As a quick refresher, in 2010 the Department of Education divvied up $3.5 billion in SIG funds (including regular appropriations) to states in proportion to their share of Title I funds. States then distributed the funds to eligible school districts – those either in the bottom 5 percent in terms student performance or high schools with graduation rates below 60 percent – through a competitive grant process. Schools could receive a maximum grant of $2 million each year for three years. States selected the winning proposals and distributed the funds to districts beginning in mid-2010. Districts in some states received their SIG funds just weeks prior the start of the school year in which they had to implement their selected school turnaround plans.
The GAO report discusses the degree to which states provided capacity and oversight to districts as they adopted their school reform models based on a survey of all 50 states and the District of Columbia. From these surveys and through conversations with officials at the U.S. Department of Education, state education agencies, and districts, GAO identified several areas where states and districts lacked the resources, capacity, or oversight to effectively implement their respective reform plans.
For example, California, Nebraska, Rhode Island, and Texas all cited budgetary constraints as a major obstacle to effectively administering the SIG program. Though all states were allowed to use up to 5 percent of the funds for administrative purposes, California only used 0.5 percent of its funds for this purpose. It appears that the state, due to budget restrictions, was unable to hire more staff to work on the program and the existing administrative staff was already over-extended.

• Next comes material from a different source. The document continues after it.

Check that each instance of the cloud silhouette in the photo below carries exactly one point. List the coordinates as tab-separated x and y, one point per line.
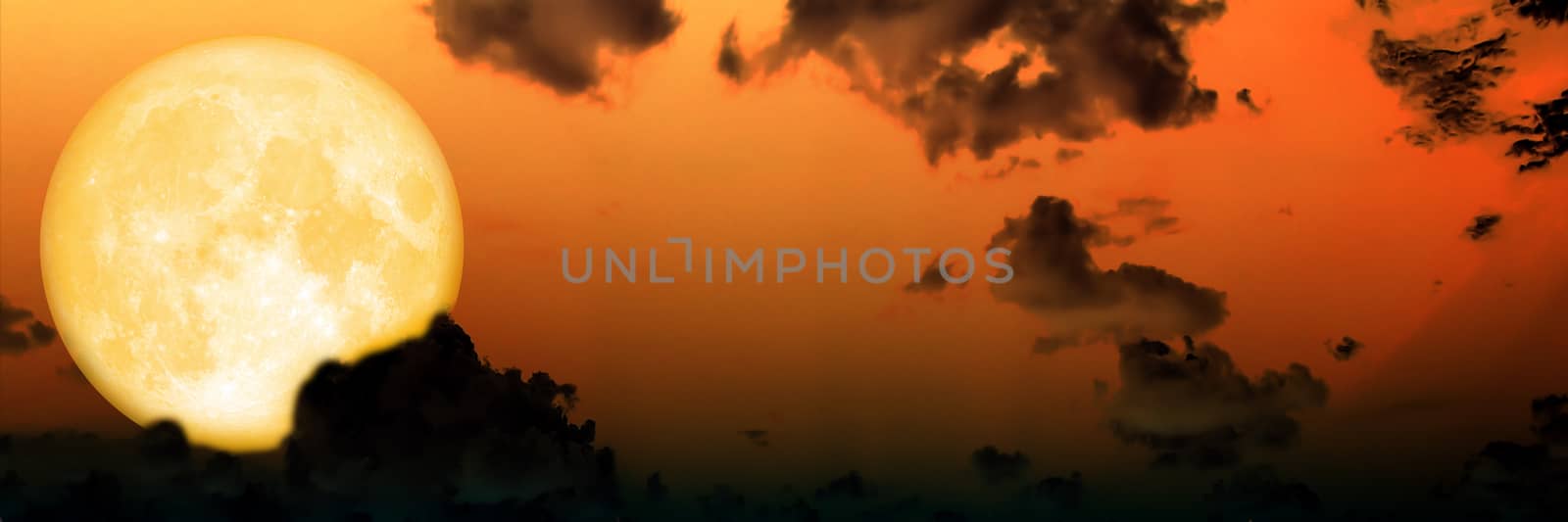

But money was not the only resource districts and schools were short on. In many states, districts and schools – particularly those in rural areas that already faced staffing shortages – found it difficult to recruit new principals and teachers to replace ineffective school staff. According to the Department of Education, three of the states being monitored did not provide adequate oversight to ensure that schools actually replaced their principals – one of the criteria for schools receiving SIG funds. If staffing schools with high quality teachers and principals is a cornerstone of school improvement, it appears that some schools are already set up for failure.
GAO also noted that many schools struggled to make school reform decisions based on achievement data, either because they did not actually have access to the necessary data or because they lacked the expertise to analyze the data towards meaningful decisions. Schools become SIG-eligible based on their test outcomes. It is troubling that some of the nation’s lowest-performing schools still do not have the capacity to harness this information and learn from it.
When it came time to determine whether schools and districts should receive continued SIG funding, many states renewed grants even when districts were failing to implement their school turnaround plans. States likely understood that these districts faced many challenges with abbreviated timelines and limited capacity. Indeed, some states explicitly acknowledged these difficulties. However, it is unclear whether these states were responsive to their districts’ needs or are currently providing outreach to ensure these problems don’t persist.
The GAO report reveals some significant shortcomings in the implementation of SIGs so far. However, it also raises some important questions about how the Department should move forward with the program. For example, it is clear that districts need more technical assistance and capacity to implement the Department-mandated reforms. But who is ultimately responsible for increasing school capacity – the federal government, states, or districts?
And though prior to 2009 the Department established two systems to help schools boost their capacity for school reform – Comprehensive Centers and Regional Educational Laboratories – they haven’t necessarily filled the capacity vacuum among the lowest-performing schools. These schools either don’t have sufficient access to Department services, or they need more support than is currently available to them.
Similarly, many states renewed district grants even when districts were far behind schedule. What is the right balance between providing extra flexibility to struggling districts and ensuring districts are accountable for the funds they receive? Currently, the Department provides funds, and expects states and districts to oversee implementation. But states have not yet effectively met the needs of their most struggling schools, raising the question of whether a more active federal role is needed.
The School Improvement Grant program can only succeed if schools and districts are given the tools necessary to implement their chosen reform models. Giving districts funds when they lack the capacity to use them wisely seems akin to expecting a team of rookies to win the World Series – anything can happen, but the odds are against them.